Photo issue du site de l'Assemblée nationale ou de WikipediaMarie-Christine Dalloz, rapporteure de la commission des affaires culturelles et de l’éducation :

Monsieur le président, madame la ministre déléguée chargée de la réussite éducative, monsieur le président de la commission des affaires culturelles et de l’éducation, mes chers collègues, l’avenir de l’école nous a longuement occupés au cours du premier semestre, avec la loi du 8 juillet 2013 d’orientation et de programmation pour la refondation de l’école de la République. J’ai le plaisir de vous parler de l’école en territoire rural et de montagne en vous présentant cette proposition de loi, examinée le 18 septembre dernier par la commission des affaires culturelles et de l’éducation.

Son objectif est de faire en sorte que l’ensemble du ministère de l’éducation nationale, dans sa composante nationale comme dans ses composantes rectorales et départementales, prenne en compte la réalité des différences des territoires, et notamment des territoires de montagne et des zones rurales, et arrête de raisonner exclusivement à partir de moyennes.

Je voudrais vous convaincre d’adopter ce texte, car il est motivé par la cohérence et l’urgence.

La cohérence tout d’abord. Vous connaissez tous ce principe de notre droit qui veut que l’égalité passe par la reconnaissance des différences. Voilà qui est fondamental. C’est ce qu’exprime le premier article du code de l’éducation, l’article L. 111-1, qui dispose, d’une part, que l’école contribue à lutter contre les inégalités sociales et territoriales en matière de réussite scolaire et, d’autre part, que la répartition des moyens du service public de l’éducation tient compte des différences de situation. Or c’est là, précisément, que le législateur s’est arrêté en si bon chemin, car le code ne fait que mentionner les différences de situation « notamment en matière économique et sociale ». On m’objectera que ce « notamment » permet d’englober toutes les différences. Cependant, comme je vous le montrerai, le silence du code tend à encourager l’adoption de mesures de carte scolaire qui ne prennent pas en compte la situation particulière des territoires ruraux et de montagne.
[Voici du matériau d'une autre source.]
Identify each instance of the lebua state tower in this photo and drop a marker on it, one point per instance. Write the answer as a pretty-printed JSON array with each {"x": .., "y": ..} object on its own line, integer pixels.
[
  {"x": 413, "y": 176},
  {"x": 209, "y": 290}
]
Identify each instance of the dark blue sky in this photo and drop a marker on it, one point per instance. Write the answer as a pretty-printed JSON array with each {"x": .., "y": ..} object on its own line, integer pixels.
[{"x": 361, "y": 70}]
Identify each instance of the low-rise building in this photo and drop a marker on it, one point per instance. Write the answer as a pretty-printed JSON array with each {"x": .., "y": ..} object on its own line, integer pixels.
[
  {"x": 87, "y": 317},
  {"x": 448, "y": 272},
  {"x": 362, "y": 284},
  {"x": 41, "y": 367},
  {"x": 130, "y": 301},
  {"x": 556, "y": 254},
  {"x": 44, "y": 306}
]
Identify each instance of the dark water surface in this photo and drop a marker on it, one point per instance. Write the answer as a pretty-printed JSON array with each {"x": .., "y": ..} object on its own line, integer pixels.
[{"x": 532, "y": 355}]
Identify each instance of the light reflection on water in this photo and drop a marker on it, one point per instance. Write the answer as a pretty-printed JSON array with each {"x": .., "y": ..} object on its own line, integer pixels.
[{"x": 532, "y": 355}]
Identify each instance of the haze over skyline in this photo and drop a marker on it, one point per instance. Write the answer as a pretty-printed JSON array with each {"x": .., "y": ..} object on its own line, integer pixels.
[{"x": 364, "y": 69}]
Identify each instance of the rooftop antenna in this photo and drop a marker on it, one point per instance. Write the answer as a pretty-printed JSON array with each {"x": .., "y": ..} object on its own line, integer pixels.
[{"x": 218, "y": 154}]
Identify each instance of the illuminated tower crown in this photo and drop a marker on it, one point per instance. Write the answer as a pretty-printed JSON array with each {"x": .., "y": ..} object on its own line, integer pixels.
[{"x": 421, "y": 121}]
En outre, l’article L. 111-1 précise que la répartition des moyens a pour but de renforcer l’encadrement des élèves dans les zones d’environnement défavorisé et d’habitat dispersé, oubliant ainsi, une fois de plus, les zones rurales et de montagne. Or ces dernières ne se caractérisent pas uniquement par la dispersion de l’habitat, mais surtout par leur relief et leur climat. Ce silence du code est d’autant plus surprenant que le législateur a reconnu, à plusieurs reprises, la dimension territoriale du service public de l’éducation. J’en donnerai un seul exemple, mais ô combien significatif.

L’article L. 113-1 du même code, qui est consacré à la scolarisation des moins de trois ans, prévoit que l’accueil de ces enfants dans les écoles maternelles est « organisé en priorité dans les écoles situées dans un environnement social défavorisé, que ce soit dans les zones urbaines, rurales ou de montagne et dans les régions d’outre-mer ». On l’inscrit à l’article L. 113-1 et pas à l’article L. 111-1… Ce qui prouve que, dès lors qu’il en a la volonté politique, le législateur peut apporter toute l’attention nécessaire aux territoires les plus fragiles.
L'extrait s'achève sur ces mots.